Global markets went into a tailspin today as investors started selling off government bonds again.
US 10-year yields, the benchmark for global borrowing costs, hit their highest since early December. And German 10-year yields, the benchmark for Eurozone borrowing costs, rose 12 basis points to 0.71 per cent.
Because yields move inversely to prices, sharp rises show that investors are becoming increasingly cautious about lending to said governments.
And this also riled global markets. The FTSE 100 was trading down 1.6 per cent at 6916.14, the German Dax shed two per cent to 11440.27 while the French CAC was 1.4 per cent lower at 4959.21.

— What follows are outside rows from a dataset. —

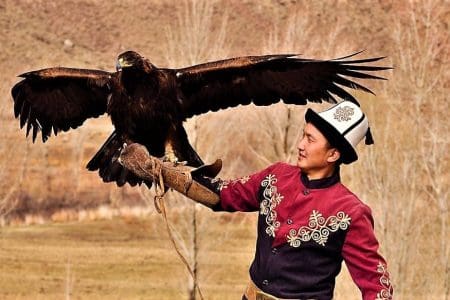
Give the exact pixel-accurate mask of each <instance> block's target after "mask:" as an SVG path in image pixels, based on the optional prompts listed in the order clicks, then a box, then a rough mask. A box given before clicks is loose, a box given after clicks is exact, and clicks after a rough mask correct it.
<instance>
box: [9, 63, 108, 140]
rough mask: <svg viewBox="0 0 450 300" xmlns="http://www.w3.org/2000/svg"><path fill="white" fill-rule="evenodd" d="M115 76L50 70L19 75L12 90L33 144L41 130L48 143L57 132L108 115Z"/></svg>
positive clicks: (104, 73)
mask: <svg viewBox="0 0 450 300" xmlns="http://www.w3.org/2000/svg"><path fill="white" fill-rule="evenodd" d="M112 75H113V73H109V72H105V71H100V70H88V69H74V68H61V67H57V68H48V69H42V70H37V71H32V72H28V73H24V74H21V75H19V77H23V78H24V79H23V80H22V81H20V82H18V83H17V84H16V85H15V86H14V87H13V88H12V90H11V93H12V97H13V100H14V115H15V117H16V118H19V120H20V127H21V128H23V127H24V126H25V124H26V125H27V128H26V132H27V133H26V134H27V136H28V135H29V133H30V132H31V131H32V133H33V142H34V141H35V139H36V137H37V134H38V132H39V131H41V134H42V141H43V142H45V141H46V140H47V139H48V138H49V137H50V136H51V132H52V130H53V132H54V134H55V135H56V134H57V133H58V132H59V131H61V130H62V131H68V130H69V129H71V128H72V129H75V128H77V127H79V126H81V125H82V124H83V122H84V121H85V120H86V119H88V118H96V117H98V116H100V115H101V114H103V113H105V112H106V105H107V98H108V95H109V94H110V92H111V80H112Z"/></svg>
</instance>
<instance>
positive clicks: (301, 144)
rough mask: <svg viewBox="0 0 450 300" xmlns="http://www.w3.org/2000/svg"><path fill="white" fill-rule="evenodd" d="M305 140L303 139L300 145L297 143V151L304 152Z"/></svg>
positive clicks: (299, 141) (298, 141) (302, 138)
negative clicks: (297, 150)
mask: <svg viewBox="0 0 450 300" xmlns="http://www.w3.org/2000/svg"><path fill="white" fill-rule="evenodd" d="M303 141H304V138H301V139H300V140H299V141H298V143H297V149H298V150H303V149H304V142H303Z"/></svg>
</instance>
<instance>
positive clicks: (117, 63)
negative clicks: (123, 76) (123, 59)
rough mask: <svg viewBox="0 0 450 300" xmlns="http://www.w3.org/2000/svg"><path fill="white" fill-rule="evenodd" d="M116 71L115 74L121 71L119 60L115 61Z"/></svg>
mask: <svg viewBox="0 0 450 300" xmlns="http://www.w3.org/2000/svg"><path fill="white" fill-rule="evenodd" d="M116 71H117V72H119V71H122V66H121V65H120V62H119V60H117V61H116Z"/></svg>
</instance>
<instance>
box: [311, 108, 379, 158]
mask: <svg viewBox="0 0 450 300" xmlns="http://www.w3.org/2000/svg"><path fill="white" fill-rule="evenodd" d="M305 120H306V122H308V123H312V124H313V125H314V126H315V127H316V128H317V129H319V131H320V132H321V133H322V134H323V135H324V136H325V137H326V138H327V140H328V142H330V144H331V145H332V146H333V147H336V148H337V149H338V150H339V151H340V152H341V160H342V162H343V163H345V164H349V163H351V162H354V161H355V160H357V159H358V155H357V153H356V145H357V144H358V143H359V142H360V141H361V140H362V139H363V137H366V140H365V143H366V145H370V144H373V138H372V134H371V133H370V128H369V121H368V120H367V117H366V116H365V115H364V113H363V112H362V110H361V108H360V107H359V106H358V105H356V104H355V103H353V102H350V101H342V102H339V103H338V104H336V105H333V106H332V107H330V108H329V109H327V110H325V111H322V112H319V113H317V112H315V111H313V110H312V109H310V108H309V109H308V110H307V111H306V114H305Z"/></svg>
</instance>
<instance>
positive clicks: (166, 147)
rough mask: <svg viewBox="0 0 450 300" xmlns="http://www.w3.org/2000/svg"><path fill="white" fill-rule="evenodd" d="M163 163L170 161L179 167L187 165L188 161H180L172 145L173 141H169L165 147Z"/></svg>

"It's a matter of concern for the market," global head of equities strategy at Exane BNP Paribas, said.
"When any particular asset class goes through periods of extreme volatility in a short space of time, people feel the pressure to take their risk exposure lower."
At present market mavens are struggling to pinpoint a single cause, nevertheless they blame rising inflation expectations, higher oil prices, as well as a lack of liquidity making it harder for investors to exit the market.
Elsewhere, emerging market bond yields were also higher, as the Indonesian 10-year rose 14.4 basis points to 4.056 per cent and the South Korean ten year rose 13.6 basis points to 2.599 per cent.
"The big story is the rise in bond yields, in developed and in emerging markets. While yields are still low in historical terms, it looks like the era of cheap cash for emerging markets is over," Neil Shearing, head of EM research at Capital Economics, said.